所以,我刚从OCaml移植了Trie.不幸的是,就tryFind而言,它比标准Map运行得慢.我不明白这一点 – 特里似乎应该更快. F#的代码库是以某种特殊方式构建的,以使它们比用户通常部署的代码更快吗
这是代码 –
[<RequireQualifiedAccess>]
module Trie
type Node<'k, 'v when 'k : comparison> =
{ TrieMap : Map<'k, Node<'k, 'v>>
TrieKvp : ('k list * 'v) option }
member inline x.IsEmpty = x.TrieKvp.IsNone && x.TrieMap.IsEmpty
let inline make map kvp =
{ TrieMap = map
TrieKvp = kvp }
let inline makeEmpty () : Node<'k, 'v> = make Map.empty None
let inline isEmpty (node : Node<'k, 'v>) = node.IsEmpty
let rec tryFind (key : 'k list) node =
if key.IsEmpty then
match node.TrieKvp with
| Some (_, value) -> Some value
| None -> None
else
let keyHead = key.Head
let keyTail = key.Tail
let optSubNode = Map.tryFind keyHead node.TrieMap
match optSubNode with
| Some subNode -> tryFind keyTail subNode
| None -> None
let inline containsKey key node =
(tryFind key node).IsSome
let rec addInternal (key : 'k list) value node =
if key.IsEmpty then make node.TrieMap (Some (key, value))
else
let keyHead = key.Head
let keyTail = key.Tail
let newTrie =
match Map.tryFind keyHead node.TrieMap with
| Some subTrie -> subTrie
| None -> makeEmpty ()
let newTrie2 = addInternal keyTail value newTrie
make (Map.add keyHead newTrie2 node.TrieMap) node.TrieKvp
let inline add key value node =
addInternal key value node
let rec addMany kvps node =
if Seq.isEmpty kvps then node
else
let kvpHead = Seq.head kvps
let kvpTail = Seq.skip 1 kvps
let newTrie = add (fst kvpHead) (snd kvpHead) node
addMany kvpTail newTrie
let inline ofList kvps =
addMany kvps (makeEmpty ())
let inline ofListBy by kvps =
let pairs = List.map by kvps
ofList pairs
let rec foldInternal folder rev node state =
match node.TrieKvp with
| Some (_, value) -> folder (Map.fold (fun state key value -> foldInternal folder (key :: rev) value state) state node.TrieMap) (List.rev rev) value
| None -> Map.fold (fun state key value -> foldInternal folder (key :: rev) value state) state node.TrieMap
let inline fold folder state node =
foldInternal folder [] node state
let rec map (mapper : 'k list -> 'v -> 'a) (node : Node<'k, 'v>) : Node<'k, 'a> =
match node.TrieKvp with
| Some (key, value) -> make (Map.map (fun _ value -> map mapper value) node.TrieMap) (Some (key, mapper key value))
| None -> make (Map.map (fun _ value -> map mapper value) node.TrieMap) None
let inline toValueList node =
fold (fun state _ value -> value :: state) [] node
let inline singleton (key, value) =
add key value (makeEmpty ())
这是Jon Harrop提供的性能测试,我发现它足以测量改进 –
let xs = Array.init 1000000 (fun i -> [i])

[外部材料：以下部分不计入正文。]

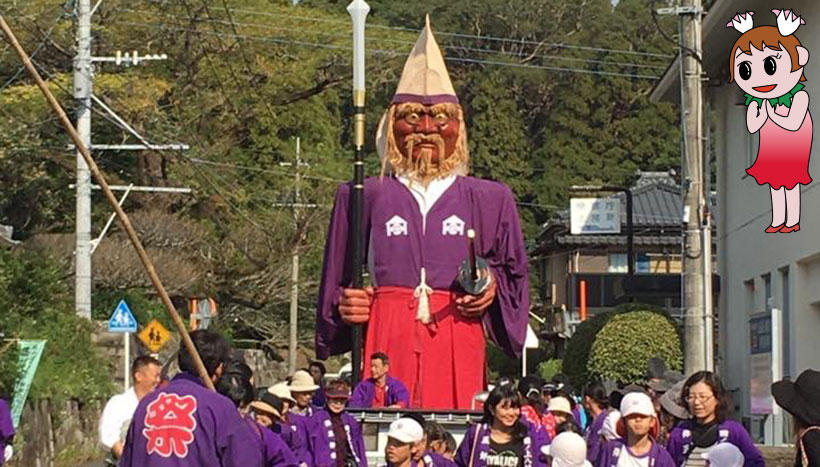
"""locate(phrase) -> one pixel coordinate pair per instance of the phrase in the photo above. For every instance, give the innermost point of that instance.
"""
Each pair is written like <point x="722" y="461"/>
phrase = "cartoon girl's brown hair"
<point x="771" y="38"/>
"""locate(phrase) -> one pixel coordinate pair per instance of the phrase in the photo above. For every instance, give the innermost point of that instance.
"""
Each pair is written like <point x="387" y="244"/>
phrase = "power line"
<point x="34" y="53"/>
<point x="394" y="53"/>
<point x="471" y="36"/>
<point x="267" y="27"/>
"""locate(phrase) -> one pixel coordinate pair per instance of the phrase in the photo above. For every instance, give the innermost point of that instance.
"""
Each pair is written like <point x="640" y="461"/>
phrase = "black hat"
<point x="800" y="398"/>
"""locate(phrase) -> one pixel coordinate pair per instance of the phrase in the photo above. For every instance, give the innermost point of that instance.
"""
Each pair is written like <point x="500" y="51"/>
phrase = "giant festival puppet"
<point x="421" y="310"/>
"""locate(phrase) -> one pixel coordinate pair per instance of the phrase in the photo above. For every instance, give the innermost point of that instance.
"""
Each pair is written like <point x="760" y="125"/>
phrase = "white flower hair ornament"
<point x="742" y="22"/>
<point x="787" y="22"/>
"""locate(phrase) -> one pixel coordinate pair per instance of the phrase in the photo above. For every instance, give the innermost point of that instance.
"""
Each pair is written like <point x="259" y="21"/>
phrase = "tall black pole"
<point x="358" y="10"/>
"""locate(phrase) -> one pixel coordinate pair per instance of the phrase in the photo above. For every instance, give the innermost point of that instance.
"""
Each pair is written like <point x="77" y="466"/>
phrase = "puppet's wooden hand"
<point x="473" y="306"/>
<point x="354" y="305"/>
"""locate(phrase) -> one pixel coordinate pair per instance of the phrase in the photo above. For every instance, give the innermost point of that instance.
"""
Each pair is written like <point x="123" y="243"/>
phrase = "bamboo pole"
<point x="112" y="200"/>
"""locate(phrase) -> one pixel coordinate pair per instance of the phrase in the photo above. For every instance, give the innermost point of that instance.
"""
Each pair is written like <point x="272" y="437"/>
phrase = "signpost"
<point x="154" y="336"/>
<point x="122" y="320"/>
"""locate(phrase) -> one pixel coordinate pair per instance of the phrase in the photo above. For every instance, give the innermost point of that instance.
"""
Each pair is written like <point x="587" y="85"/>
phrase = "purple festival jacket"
<point x="395" y="392"/>
<point x="730" y="431"/>
<point x="611" y="450"/>
<point x="321" y="441"/>
<point x="479" y="435"/>
<point x="274" y="450"/>
<point x="186" y="424"/>
<point x="593" y="436"/>
<point x="404" y="241"/>
<point x="6" y="428"/>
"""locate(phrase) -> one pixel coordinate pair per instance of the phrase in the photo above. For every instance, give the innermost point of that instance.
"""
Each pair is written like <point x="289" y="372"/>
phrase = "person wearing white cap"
<point x="302" y="388"/>
<point x="638" y="428"/>
<point x="609" y="430"/>
<point x="568" y="449"/>
<point x="402" y="438"/>
<point x="422" y="211"/>
<point x="724" y="455"/>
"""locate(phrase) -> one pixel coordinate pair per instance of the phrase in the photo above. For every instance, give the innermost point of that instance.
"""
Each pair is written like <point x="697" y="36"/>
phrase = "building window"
<point x="618" y="263"/>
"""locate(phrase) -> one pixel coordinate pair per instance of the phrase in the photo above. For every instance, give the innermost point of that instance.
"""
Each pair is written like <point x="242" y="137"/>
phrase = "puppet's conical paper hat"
<point x="425" y="79"/>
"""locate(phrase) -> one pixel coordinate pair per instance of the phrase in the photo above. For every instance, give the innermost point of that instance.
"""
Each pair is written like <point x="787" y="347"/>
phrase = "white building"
<point x="768" y="281"/>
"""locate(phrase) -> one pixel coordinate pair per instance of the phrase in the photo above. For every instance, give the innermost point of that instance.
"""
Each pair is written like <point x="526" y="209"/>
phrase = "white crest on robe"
<point x="396" y="226"/>
<point x="453" y="225"/>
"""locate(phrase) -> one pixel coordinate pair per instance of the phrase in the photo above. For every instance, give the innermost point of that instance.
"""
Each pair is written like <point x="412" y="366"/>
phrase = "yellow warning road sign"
<point x="154" y="336"/>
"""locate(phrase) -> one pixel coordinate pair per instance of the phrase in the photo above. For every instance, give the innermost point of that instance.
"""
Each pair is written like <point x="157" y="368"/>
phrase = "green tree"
<point x="625" y="344"/>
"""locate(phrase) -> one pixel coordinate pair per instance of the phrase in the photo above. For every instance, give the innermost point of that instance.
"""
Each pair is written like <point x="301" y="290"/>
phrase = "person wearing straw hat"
<point x="302" y="389"/>
<point x="185" y="423"/>
<point x="333" y="436"/>
<point x="419" y="215"/>
<point x="801" y="398"/>
<point x="236" y="386"/>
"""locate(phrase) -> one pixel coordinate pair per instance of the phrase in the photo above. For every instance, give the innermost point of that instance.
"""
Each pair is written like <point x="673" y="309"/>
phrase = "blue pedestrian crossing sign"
<point x="122" y="320"/>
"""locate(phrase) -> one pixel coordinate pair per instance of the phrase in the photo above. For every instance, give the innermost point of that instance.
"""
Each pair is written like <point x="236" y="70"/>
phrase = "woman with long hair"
<point x="596" y="401"/>
<point x="801" y="398"/>
<point x="710" y="407"/>
<point x="502" y="437"/>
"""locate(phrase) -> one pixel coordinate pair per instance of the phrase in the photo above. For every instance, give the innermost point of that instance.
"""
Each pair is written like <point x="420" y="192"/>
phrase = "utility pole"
<point x="84" y="97"/>
<point x="695" y="206"/>
<point x="294" y="286"/>
<point x="83" y="83"/>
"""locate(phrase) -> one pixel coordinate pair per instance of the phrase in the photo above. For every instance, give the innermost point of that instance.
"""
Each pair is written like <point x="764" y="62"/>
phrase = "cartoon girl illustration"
<point x="767" y="63"/>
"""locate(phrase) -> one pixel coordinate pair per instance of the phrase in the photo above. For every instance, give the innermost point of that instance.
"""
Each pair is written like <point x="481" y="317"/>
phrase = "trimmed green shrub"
<point x="624" y="345"/>
<point x="549" y="368"/>
<point x="578" y="347"/>
<point x="576" y="354"/>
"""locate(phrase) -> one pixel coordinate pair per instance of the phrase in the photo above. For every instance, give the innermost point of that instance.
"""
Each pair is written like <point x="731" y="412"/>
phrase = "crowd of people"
<point x="667" y="421"/>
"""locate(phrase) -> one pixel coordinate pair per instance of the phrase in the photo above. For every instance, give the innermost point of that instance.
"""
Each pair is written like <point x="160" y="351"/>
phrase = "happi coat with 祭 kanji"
<point x="442" y="363"/>
<point x="186" y="424"/>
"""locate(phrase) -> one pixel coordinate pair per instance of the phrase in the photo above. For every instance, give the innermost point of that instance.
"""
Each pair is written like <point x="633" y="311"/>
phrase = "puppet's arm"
<point x="755" y="117"/>
<point x="797" y="112"/>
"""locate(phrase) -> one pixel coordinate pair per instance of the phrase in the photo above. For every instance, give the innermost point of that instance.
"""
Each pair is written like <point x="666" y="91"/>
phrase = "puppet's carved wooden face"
<point x="426" y="132"/>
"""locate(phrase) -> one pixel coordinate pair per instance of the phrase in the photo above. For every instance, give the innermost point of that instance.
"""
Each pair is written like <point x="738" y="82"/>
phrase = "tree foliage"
<point x="625" y="344"/>
<point x="37" y="304"/>
<point x="245" y="78"/>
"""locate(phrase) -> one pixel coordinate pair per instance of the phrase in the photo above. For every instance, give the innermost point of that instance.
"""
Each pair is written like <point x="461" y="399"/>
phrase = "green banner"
<point x="30" y="353"/>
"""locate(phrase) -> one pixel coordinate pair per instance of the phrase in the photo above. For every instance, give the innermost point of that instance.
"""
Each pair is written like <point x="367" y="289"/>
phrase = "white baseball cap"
<point x="559" y="404"/>
<point x="724" y="455"/>
<point x="406" y="430"/>
<point x="608" y="430"/>
<point x="568" y="449"/>
<point x="637" y="403"/>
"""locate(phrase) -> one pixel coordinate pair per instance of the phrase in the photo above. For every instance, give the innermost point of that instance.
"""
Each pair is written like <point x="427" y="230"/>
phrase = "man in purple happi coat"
<point x="381" y="389"/>
<point x="6" y="432"/>
<point x="417" y="218"/>
<point x="185" y="423"/>
<point x="333" y="436"/>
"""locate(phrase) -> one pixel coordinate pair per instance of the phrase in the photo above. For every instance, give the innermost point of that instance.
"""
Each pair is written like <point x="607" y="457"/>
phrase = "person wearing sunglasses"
<point x="710" y="406"/>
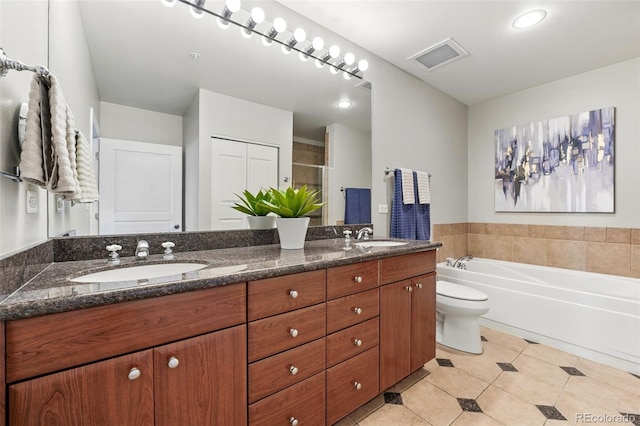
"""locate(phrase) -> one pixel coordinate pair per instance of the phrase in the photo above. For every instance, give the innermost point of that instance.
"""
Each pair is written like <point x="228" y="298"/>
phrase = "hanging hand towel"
<point x="32" y="161"/>
<point x="408" y="196"/>
<point x="424" y="191"/>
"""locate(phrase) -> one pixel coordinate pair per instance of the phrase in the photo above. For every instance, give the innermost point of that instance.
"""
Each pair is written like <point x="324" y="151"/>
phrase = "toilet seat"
<point x="460" y="292"/>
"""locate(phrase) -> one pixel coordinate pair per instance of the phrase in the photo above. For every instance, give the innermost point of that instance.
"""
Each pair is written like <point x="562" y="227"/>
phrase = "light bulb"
<point x="349" y="58"/>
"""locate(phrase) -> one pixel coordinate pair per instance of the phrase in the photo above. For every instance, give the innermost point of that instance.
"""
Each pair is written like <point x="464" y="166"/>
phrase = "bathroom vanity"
<point x="288" y="338"/>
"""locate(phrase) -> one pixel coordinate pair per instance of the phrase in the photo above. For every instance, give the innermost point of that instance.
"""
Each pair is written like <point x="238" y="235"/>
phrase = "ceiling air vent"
<point x="440" y="54"/>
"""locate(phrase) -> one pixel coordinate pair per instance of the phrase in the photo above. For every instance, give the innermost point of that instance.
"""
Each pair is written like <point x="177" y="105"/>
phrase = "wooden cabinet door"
<point x="208" y="386"/>
<point x="423" y="320"/>
<point x="395" y="332"/>
<point x="102" y="393"/>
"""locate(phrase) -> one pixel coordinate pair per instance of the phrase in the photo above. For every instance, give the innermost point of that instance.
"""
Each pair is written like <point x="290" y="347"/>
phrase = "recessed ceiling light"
<point x="529" y="19"/>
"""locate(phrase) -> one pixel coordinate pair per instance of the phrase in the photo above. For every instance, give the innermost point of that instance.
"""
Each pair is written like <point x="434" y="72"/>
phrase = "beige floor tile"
<point x="391" y="414"/>
<point x="541" y="370"/>
<point x="613" y="376"/>
<point x="457" y="383"/>
<point x="475" y="419"/>
<point x="528" y="389"/>
<point x="484" y="369"/>
<point x="574" y="409"/>
<point x="505" y="340"/>
<point x="509" y="409"/>
<point x="432" y="404"/>
<point x="603" y="394"/>
<point x="551" y="355"/>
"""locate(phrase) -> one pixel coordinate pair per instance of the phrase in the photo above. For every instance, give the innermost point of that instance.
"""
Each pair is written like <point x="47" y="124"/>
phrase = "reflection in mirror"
<point x="145" y="73"/>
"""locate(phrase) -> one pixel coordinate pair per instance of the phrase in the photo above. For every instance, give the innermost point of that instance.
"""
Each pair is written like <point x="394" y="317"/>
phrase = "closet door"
<point x="238" y="166"/>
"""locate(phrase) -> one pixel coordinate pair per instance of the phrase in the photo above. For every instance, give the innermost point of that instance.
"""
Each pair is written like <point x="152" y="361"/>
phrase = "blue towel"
<point x="403" y="216"/>
<point x="357" y="206"/>
<point x="423" y="215"/>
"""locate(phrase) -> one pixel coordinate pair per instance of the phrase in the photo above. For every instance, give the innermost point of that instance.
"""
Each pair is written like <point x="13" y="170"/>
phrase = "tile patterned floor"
<point x="515" y="382"/>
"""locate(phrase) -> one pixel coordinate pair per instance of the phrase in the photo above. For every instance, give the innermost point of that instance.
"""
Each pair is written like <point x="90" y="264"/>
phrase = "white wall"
<point x="418" y="127"/>
<point x="23" y="36"/>
<point x="225" y="116"/>
<point x="135" y="124"/>
<point x="349" y="165"/>
<point x="616" y="85"/>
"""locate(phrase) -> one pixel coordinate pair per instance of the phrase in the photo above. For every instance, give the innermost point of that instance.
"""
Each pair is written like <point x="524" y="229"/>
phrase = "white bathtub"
<point x="594" y="316"/>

let timer = System.Diagnostics.Stopwatch.StartNew()
let mutable t = Trie.makeEmpty()
for i=0 to xs.Length-1 do
t <- Trie.add xs.[i] xs.[i] t
printfn "Trie took %fs to build" timer.Elapsed.TotalSeconds
timer.Restart()
for _ in 1..100 do
for i=0 to xs.Length-1 do
ignore(Trie.tryFind xs.[i])
printfn "Trie took %fs to search" timer.Elapsed.TotalSeconds
let timer = System.Diagnostics.Stopwatch.StartNew()
let mutable t = Map.empty
for i=0 to xs.Length-1 do
t <- Map.add xs.[i] xs.[i] t
printfn "Map took %fs to build" timer.Elapsed.TotalSeconds
timer.Restart()
for _ in 1..100 do
for i=0 to xs.Length-1 do
ignore(Map.tryFind xs.[i])
printfn "Map took %fs to search" timer.Elapsed.TotalSeconds
注意:如果您有更快的查找数据结构,请注意我需要一个持久的数据结构.
Unfortunately, it runs slower than the standard Map in terms of tryFind. I don’t understand this – the trie seems like it should be faster.
这里的快速基准测试表明,至少在简单的情况下,你的trie已经比Map快了:
do
let n = 0
let xs = Array.init 1000000 (fun i -> [i])
let timer = System.Diagnostics.Stopwatch.StartNew()
let mutable t = Trie.makeEmpty()
for i=0 to xs.Length-1 do
t <- Trie.add xs.[i] xs.[i] t
printfn "Trie took %fs to build" timer.Elapsed.TotalSeconds
timer.Restart()
for _ in 1..100 do
for i=0 to xs.Length-1 do
ignore(Trie.tryFind xs.[i])
printfn "Trie took %fs to search" timer.Elapsed.TotalSeconds
let timer = System.Diagnostics.Stopwatch.StartNew()
let mutable t = Map.empty
for i=0 to xs.Length-1 do
t <- Map.add xs.[i] xs.[i] t
printfn "Map took %fs to build" timer.Elapsed.TotalSeconds
timer.Restart()
for _ in 1..100 do
for i=0 to xs.Length-1 do
ignore(Map.tryFind xs.[i])
printfn "Map took %fs to search" timer.Elapsed.TotalSeconds
我得到4s来构建你的Trie,8.7s来构建一个Map,在这两种情况下都有大约0.7来搜索.
但是,您的实施还有很大的改进空间.我最近写了一篇关于F#中优化的通用持久哈希trie实现的文章,该文章发布于here.
您之后的评论意味着您只想使用它来映射字符串.如果是这样的话,将字符串键专门化为trie会更有效率.
编辑
KVB建议我详细说明“改进的空间”,所以这里有一些反馈:
>谨慎使用内联作为优化,并且仅基于引人注目的性能测量.>使空值而不是函数.>尽可能避免使用List.head和List.tail.请改用模式匹配.>尽可能避免通用性(例如,在这种情况下为字符串键的硬编码).